Keyset pagination: building stable, scalable list APIs
Why OFFSET-based pagination breaks at scale and how cursor (keyset) pagination uses indexed columns for predictable latency, with SQL patterns and API design.
Your admin UI loads page 47 of a sortable orders table. The product manager asks for infinite scroll on the public activity feed. A mobile client requests the next chunk of notifications after a reconnect. In each case, the naive answer—LIMIT with OFFSET—works in development and collapses in production: page loads get slower as users go deeper, rows appear twice or vanish when the underlying data changes between requests, and the database scans and discards rows you never return.
Keyset pagination (also called seek or cursor-based pagination) fixes this by naming a position in the result set with the values that define ordering, not with a row offset. Teams building production-ready list APIs and feeds lean on this pattern whenever lists are large, concurrent writes are common, or latency must stay flat. This article walks through the failure modes of offset pagination, the mechanics of keyset queries, trade-offs, and a concrete API and SQL shape you can adapt.
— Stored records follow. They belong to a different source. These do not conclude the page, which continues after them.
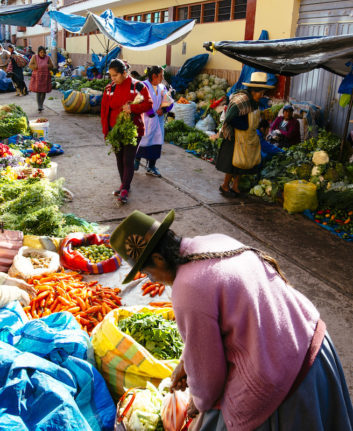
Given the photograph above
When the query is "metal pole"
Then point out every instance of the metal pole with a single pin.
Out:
(344, 137)
(54, 35)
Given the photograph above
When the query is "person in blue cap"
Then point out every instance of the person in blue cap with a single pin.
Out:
(285, 130)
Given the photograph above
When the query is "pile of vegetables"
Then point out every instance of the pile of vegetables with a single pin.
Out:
(32, 206)
(158, 335)
(13, 121)
(89, 302)
(192, 139)
(314, 160)
(67, 83)
(205, 88)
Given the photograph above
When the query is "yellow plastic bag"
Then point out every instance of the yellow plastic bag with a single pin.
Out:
(123, 362)
(300, 195)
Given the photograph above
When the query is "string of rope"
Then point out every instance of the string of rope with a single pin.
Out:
(230, 253)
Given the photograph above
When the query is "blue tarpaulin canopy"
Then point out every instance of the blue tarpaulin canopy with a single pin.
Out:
(26, 15)
(130, 34)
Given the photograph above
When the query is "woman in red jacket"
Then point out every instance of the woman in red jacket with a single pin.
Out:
(117, 98)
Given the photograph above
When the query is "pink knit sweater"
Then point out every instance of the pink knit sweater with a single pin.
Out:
(246, 332)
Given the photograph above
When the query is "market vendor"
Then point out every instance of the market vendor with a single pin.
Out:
(285, 130)
(150, 146)
(120, 96)
(240, 150)
(257, 355)
(4, 58)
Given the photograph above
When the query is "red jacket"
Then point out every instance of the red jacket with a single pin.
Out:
(117, 95)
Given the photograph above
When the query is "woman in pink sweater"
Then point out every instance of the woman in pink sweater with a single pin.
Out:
(257, 355)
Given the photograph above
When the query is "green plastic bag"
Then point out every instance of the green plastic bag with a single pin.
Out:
(300, 195)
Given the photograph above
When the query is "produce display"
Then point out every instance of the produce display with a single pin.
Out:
(314, 160)
(89, 302)
(152, 288)
(95, 253)
(13, 121)
(90, 253)
(32, 206)
(192, 139)
(158, 335)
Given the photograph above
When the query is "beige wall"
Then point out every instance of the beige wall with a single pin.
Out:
(278, 17)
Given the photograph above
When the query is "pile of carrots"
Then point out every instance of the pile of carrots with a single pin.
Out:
(152, 288)
(139, 275)
(89, 302)
(183, 101)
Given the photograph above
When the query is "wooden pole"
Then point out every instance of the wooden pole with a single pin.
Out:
(345, 131)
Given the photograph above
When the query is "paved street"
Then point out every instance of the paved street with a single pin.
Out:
(316, 263)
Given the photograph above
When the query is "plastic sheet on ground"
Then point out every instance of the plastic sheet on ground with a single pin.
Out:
(46, 379)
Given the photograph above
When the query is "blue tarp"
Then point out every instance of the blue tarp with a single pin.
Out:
(5, 83)
(248, 70)
(130, 34)
(47, 382)
(25, 15)
(102, 63)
Why OFFSET pagination degrades
Cost grows with depth
ORDER BY created_at DESC OFFSET 100000 LIMIT 20 tells the database to sort, skip one hundred thousand rows, then return twenty. On many engines, the skip is not free: the planner may still walk past those rows. As OFFSET grows, work grows. Users on “later” pages pay more than users on the first page for the same twenty rows.
Unstable snapshots
Between request A (OFFSET 20) and request B (OFFSET 40), a new row can insert at the top of the ordering. Every row shifts down by one index. The client never saw the row that “fell off” page 1 onto page 2; a row can be skipped entirely across page boundaries. Deletes cause the opposite. For live feeds and ops dashboards, that inconsistency is hard to explain away.
Misleading totals
COUNT(*) for “Page 3 of 12,482” is expensive on big tables and often wrong under concurrent writes anyway. Offset-based UX encourages total counts; keyset-based APIs more naturally expose “next page exists” without scanning the table.
Keyset pagination: anchor on indexed columns
Instead of “give me rows 80–99,” the client says: “give me the next rows after this anchor,” where the anchor is the last row the client already saw, expressed in the same columns as ORDER BY.
Example: order by (created_at DESC, id DESC) (tie-breaker id avoids ambiguity when timestamps collide). The first request returns twenty rows. The client stores the last row’s (created_at, id). The next request asks for rows strictly before that pair in sort order—using a compound condition, not OFFSET.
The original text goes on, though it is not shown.